A new cosmic microwave background constraint to primordial gravitational waves
Tristan L. Smith, Elena Pierpaoli, Marc Kamionkowski
TL;DR
Current observations provide a constraint to the GW amplitude that competes with that from big-bang nucleosynthesis (BBN), although it extends to much lower frequencies (approximately 10(-15) Hz rather than the approximately 10(-10) Hz from BBN).
Abstract
Primordial gravitational waves (GWs) with frequencies > 10^{-15} Hz contribute to the radiation density of the Universe at the time of decoupling of the cosmic microwave background (CMB).

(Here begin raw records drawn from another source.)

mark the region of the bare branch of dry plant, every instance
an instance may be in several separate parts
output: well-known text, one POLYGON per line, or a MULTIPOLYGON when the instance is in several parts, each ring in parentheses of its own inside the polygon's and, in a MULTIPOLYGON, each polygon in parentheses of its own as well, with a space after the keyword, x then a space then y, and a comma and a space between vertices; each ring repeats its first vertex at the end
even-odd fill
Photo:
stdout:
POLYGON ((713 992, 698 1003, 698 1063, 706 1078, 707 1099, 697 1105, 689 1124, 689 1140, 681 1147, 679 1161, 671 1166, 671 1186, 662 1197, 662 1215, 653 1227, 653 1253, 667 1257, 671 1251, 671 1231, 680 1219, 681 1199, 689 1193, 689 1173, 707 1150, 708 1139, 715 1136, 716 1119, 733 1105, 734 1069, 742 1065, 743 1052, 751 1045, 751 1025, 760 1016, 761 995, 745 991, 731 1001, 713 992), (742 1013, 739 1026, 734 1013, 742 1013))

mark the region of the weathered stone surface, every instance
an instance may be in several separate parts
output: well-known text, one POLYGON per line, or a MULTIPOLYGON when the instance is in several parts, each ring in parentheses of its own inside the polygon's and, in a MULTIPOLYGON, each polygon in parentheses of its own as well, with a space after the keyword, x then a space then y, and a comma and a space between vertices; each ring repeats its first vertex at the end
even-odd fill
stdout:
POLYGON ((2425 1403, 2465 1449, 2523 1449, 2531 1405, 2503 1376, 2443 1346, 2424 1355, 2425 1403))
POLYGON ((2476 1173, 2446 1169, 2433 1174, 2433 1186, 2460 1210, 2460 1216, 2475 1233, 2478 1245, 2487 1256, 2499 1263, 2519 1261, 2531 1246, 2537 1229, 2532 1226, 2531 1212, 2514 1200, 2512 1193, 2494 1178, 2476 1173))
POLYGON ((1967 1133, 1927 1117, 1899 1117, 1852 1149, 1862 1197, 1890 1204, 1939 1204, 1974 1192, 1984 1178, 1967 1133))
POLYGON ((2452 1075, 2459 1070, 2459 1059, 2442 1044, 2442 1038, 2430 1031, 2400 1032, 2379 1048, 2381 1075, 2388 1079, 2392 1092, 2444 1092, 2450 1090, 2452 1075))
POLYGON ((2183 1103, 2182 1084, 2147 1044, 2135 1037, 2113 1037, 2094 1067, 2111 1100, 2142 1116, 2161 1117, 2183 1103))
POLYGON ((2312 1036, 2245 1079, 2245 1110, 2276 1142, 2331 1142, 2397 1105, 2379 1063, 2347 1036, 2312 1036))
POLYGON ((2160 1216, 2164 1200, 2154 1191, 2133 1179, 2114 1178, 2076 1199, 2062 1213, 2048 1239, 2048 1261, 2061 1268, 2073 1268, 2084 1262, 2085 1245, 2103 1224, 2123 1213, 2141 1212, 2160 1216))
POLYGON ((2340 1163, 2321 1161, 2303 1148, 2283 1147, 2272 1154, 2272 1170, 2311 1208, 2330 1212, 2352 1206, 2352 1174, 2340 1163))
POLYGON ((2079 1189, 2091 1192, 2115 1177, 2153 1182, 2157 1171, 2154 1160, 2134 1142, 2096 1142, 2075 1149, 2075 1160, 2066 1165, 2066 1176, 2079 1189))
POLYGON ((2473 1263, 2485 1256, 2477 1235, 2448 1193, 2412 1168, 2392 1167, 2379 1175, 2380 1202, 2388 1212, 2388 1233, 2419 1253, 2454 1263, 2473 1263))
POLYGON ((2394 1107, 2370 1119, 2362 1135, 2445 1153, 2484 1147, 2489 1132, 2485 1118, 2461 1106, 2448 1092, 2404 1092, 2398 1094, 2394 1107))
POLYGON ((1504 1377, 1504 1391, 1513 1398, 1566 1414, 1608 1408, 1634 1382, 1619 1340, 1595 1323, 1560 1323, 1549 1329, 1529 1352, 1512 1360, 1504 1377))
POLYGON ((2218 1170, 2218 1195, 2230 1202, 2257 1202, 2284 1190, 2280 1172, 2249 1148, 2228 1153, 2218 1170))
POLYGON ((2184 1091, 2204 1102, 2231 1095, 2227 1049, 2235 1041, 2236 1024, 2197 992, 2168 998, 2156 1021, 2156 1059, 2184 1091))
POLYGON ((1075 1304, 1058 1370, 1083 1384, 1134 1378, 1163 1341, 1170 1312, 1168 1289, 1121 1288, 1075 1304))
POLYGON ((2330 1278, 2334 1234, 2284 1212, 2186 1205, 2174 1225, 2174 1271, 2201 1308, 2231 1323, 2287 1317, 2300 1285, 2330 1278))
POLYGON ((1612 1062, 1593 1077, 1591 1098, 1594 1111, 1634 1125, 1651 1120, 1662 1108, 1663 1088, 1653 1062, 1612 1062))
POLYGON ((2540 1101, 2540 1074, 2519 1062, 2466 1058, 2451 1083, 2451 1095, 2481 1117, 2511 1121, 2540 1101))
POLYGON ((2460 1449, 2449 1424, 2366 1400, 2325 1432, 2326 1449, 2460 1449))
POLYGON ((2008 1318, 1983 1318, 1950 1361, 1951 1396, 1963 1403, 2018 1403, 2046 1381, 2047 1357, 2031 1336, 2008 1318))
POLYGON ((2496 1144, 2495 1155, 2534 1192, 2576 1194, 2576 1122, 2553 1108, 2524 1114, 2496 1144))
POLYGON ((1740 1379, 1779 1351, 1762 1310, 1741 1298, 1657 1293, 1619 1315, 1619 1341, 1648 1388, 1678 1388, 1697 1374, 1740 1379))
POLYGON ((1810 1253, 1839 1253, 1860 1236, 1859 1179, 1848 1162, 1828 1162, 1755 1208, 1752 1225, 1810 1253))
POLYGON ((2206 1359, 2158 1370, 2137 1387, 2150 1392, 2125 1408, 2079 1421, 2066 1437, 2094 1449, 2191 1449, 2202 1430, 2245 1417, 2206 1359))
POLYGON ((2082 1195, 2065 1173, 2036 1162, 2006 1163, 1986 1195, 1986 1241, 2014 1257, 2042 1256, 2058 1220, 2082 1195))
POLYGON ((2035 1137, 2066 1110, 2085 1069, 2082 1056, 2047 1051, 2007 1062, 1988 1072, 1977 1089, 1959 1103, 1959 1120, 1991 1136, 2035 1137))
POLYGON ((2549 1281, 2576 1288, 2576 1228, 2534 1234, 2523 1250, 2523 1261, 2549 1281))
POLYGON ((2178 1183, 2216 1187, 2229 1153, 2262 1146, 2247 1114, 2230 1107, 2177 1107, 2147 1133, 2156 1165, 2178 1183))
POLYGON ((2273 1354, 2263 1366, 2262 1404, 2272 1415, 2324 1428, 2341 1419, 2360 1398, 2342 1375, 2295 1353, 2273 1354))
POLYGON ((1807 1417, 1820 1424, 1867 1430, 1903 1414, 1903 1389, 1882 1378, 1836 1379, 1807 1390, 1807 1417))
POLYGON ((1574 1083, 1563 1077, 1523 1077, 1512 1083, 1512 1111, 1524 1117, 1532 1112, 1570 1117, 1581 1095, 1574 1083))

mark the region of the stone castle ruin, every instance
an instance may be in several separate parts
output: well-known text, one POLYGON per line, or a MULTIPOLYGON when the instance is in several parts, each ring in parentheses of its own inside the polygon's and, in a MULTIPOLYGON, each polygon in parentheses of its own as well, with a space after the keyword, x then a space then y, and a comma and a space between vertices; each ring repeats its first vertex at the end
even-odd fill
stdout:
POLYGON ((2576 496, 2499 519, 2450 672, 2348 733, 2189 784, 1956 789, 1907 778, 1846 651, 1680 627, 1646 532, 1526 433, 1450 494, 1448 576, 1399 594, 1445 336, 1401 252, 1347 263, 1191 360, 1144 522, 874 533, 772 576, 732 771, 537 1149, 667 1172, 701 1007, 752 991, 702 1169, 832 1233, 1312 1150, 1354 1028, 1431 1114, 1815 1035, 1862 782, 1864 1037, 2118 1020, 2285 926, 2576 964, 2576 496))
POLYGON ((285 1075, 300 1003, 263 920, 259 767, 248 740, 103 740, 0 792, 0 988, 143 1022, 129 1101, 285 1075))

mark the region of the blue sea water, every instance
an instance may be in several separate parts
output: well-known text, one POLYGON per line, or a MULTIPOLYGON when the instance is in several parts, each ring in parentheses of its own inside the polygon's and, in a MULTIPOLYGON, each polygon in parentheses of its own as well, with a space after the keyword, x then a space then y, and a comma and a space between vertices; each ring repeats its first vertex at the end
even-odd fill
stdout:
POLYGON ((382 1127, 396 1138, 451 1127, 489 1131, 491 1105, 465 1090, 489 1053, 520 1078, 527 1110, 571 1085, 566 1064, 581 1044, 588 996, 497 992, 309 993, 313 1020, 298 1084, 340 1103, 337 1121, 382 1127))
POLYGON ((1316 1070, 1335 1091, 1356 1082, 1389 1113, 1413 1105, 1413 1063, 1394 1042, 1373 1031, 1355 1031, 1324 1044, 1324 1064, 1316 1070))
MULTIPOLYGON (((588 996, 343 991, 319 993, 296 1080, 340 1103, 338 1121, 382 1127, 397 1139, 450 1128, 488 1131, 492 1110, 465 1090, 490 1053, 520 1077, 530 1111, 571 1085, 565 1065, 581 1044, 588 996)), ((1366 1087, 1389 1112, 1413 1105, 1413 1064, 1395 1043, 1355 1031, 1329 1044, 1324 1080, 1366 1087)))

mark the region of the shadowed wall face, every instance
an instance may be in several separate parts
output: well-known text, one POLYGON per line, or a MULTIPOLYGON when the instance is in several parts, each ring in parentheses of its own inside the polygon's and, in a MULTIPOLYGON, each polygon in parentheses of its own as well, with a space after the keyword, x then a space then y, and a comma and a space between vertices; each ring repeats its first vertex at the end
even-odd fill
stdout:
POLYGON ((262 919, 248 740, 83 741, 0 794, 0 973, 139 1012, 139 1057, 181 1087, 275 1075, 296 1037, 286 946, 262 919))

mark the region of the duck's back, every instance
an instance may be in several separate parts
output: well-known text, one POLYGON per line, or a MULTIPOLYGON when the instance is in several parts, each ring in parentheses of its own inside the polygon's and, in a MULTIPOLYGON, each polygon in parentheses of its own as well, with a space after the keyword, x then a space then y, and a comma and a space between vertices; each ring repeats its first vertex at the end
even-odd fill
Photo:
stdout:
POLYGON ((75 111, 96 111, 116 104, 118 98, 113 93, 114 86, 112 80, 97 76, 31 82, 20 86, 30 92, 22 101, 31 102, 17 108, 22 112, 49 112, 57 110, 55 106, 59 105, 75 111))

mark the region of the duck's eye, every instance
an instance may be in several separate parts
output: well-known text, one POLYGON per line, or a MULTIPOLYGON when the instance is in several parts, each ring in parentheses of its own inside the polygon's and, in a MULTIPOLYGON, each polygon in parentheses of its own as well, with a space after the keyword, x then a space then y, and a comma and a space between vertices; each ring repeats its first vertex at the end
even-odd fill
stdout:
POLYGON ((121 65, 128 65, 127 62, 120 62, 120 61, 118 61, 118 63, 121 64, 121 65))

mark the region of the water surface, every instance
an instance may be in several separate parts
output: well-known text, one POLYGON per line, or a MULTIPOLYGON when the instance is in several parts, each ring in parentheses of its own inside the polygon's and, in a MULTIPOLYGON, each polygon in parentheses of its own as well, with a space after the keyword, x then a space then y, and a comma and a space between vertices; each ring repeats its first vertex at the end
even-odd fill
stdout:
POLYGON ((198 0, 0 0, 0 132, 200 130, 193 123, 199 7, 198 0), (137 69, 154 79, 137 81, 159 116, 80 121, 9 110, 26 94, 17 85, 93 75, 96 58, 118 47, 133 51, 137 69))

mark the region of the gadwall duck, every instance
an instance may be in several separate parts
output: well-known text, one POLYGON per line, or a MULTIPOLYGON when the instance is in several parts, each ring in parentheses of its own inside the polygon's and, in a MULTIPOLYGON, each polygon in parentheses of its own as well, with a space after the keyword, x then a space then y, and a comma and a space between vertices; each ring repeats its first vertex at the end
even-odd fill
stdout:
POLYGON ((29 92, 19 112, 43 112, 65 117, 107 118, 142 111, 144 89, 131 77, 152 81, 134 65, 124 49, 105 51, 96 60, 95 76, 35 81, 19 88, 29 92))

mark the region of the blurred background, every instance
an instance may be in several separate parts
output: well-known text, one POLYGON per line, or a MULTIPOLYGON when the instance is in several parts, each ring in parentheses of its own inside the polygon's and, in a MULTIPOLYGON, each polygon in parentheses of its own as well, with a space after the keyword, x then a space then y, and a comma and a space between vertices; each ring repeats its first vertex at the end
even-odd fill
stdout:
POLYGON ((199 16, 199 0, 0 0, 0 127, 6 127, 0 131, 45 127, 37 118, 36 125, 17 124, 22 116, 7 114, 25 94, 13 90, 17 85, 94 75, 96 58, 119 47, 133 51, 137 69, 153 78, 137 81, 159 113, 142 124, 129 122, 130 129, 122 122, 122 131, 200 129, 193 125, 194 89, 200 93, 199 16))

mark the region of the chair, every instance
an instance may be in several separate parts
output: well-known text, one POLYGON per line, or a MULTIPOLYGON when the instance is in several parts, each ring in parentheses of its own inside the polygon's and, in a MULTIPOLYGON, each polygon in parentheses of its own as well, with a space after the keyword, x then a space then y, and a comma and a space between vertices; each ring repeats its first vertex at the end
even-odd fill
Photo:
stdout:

The effects of this GW background on the CMB and matter power spectra are identical to those due to massless neutrinos, unless the initial density-perturbation amplitude for the gravitational-wave gas is non-adiabatic, as may occur if such GWs are produced during inflation or some post-inflation phase transition. In either case, current observations provide a constraint to the GW amplitude that competes with that from big-bang nucleosynthesis (BBN), although it extends to much lower frequencies (~10^{-15} Hz rather than the ~10^{-10} Hz lower limit from BBN): at 95% confidence-level, Omega_gw h^2 < 6.9 x 10^{-6} for homogeneous (i.e., non-adiabatic) initial conditions. Future CMB experiments, like Planck and CMBPol, should allow sensitivities to Omega_gw h^2 < 1.4 x 10^{-6} and Omega_gw h^2 < 5 x 10^{-7}, respectively.